# 1) Importing necessary libraries

In [None]:
import pandas as pd
import numpy as np 
import datetime as dt
import seaborn as sns
import copy
import matplotlib.pyplot as plt

# 2) Importing + Concatenating Data From 3 months (12 weeks) Jul 2021 - Sep 2021

In [None]:
def get_data(week_nums):
    url = "http://web.mta.info/developers/data/nyct/turnstile/turnstile_{}.txt"
    dfs = []
    for week_num in week_nums:
        file_url = url.format(week_num)
        dfs.append(pd.read_csv(file_url))
    return pd.concat(dfs)
        
week_nums = [210703, 210710, 210717, 210731, 210807, 210814, 210821, 210828, 210904, 210911, 210918, 210925]
df_raw = get_data(week_nums)
df_raw

In [None]:
df_raw.DATE.value_counts().sort_index() 

# 3) Converting date and time to datetime objects

In [None]:
df_raw['DATE_TIME'] = pd.to_datetime(df_raw.DATE + ' ' + df_raw.TIME, format='%m/%d/%Y  %H:%M:%S')
df_raw

# 4) Remove leading or trailing spaces from column names

In [None]:
df_raw.columns = [column.strip() for column in df_raw.columns]
df_raw.columns

# 5) Dropping duplicate index entries

In [None]:
df_raw = df_raw.loc[~df_raw.index.duplicated(), :]
df_raw.index.is_unique

# 6) Retrieving relevant columns for further handling

In [None]:
df = df_raw.copy(deep=True)
df.drop(['C/A', 'UNIT', 'SCP', 'LINENAME', 'DIVISION', 'DESC'], axis=1, inplace= True)

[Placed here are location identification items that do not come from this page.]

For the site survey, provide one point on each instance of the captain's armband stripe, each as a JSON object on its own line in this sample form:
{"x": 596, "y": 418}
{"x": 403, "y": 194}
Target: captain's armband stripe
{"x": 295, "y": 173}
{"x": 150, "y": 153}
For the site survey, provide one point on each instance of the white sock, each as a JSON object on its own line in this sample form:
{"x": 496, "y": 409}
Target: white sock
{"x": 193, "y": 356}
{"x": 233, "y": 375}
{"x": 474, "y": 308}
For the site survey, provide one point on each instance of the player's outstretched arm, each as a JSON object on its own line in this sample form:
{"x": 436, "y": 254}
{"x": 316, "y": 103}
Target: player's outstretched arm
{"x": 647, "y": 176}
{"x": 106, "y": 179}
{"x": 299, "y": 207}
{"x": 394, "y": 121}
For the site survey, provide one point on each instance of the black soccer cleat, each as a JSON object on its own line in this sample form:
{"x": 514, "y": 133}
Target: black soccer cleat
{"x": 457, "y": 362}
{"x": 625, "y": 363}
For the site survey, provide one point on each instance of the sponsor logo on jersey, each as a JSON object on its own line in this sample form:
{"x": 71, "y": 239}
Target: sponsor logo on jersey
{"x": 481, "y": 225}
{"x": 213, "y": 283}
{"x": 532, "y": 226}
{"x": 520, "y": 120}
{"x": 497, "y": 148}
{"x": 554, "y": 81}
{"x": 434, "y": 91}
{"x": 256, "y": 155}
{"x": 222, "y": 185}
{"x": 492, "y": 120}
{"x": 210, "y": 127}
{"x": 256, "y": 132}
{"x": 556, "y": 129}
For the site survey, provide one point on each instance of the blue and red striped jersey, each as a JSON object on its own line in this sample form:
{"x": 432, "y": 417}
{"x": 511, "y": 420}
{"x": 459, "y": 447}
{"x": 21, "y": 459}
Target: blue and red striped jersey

# 7) Shifting values up to find the daily difference in **enteries** 
By subtracting total entries of each previous day from the next (current) day 

In [None]:
df[["PREV_DATE", "PREV_ENTRIES"]] = (df.groupby(["STATION"])["DATE", "ENTRIES"].apply(lambda grp: grp.shift(-1)))

# 8) Subtracting values of **entries**, removing values associated with the turnstiles resetting + handling negative values after subtraction 
Negative values are obtained if the previous day has more entries than the next (current)

In [None]:
def get_daily_counts(row, max_counter):
    counter = row["ENTRIES"] - row["PREV_ENTRIES"]
    if counter < 0:
        
        counter = -counter
    if counter > max_counter:
        
        print(row["ENTRIES"], row["PREV_ENTRIES"])
        counter = min(row["ENTRIES"], row["PREV_ENTRIES"])
    if counter > max_counter:
        
        return 0
    return counter

df["DAILY_ENTRIES"] = df.apply(get_daily_counts, axis=1, max_counter=1000000)

# 9) Shifting values to find the daily difference in **exits**
By subtracting total exits of each previous day from the next (current) day

In [None]:
df[["PREV_DATE", "PREV_EXITS"]] = (df.groupby(["STATION"])["DATE", "EXITS"].apply(lambda grp: grp.shift(-1)));

# 10) Subtracting values of **exits** and removing values associated with the turnstiles resetting + handling negative values
Negative values are obtained if the previous day has more exits than the next (current)

In [None]:
def get_daily_counts(row, max_counter):
    counter = row["EXITS"] - row["PREV_EXITS"]
    if counter < 0:
        
        counter = -counter
    if counter > max_counter:
        
        print(row["EXITS"], row["PREV_EXITS"])
        counter = min(row["EXITS"], row["PREV_EXITS"])
    if counter > max_counter:

        return 0
    return counter
df["DAILY_EXITS"] = df.apply(get_daily_counts, axis=1, max_counter=1000000)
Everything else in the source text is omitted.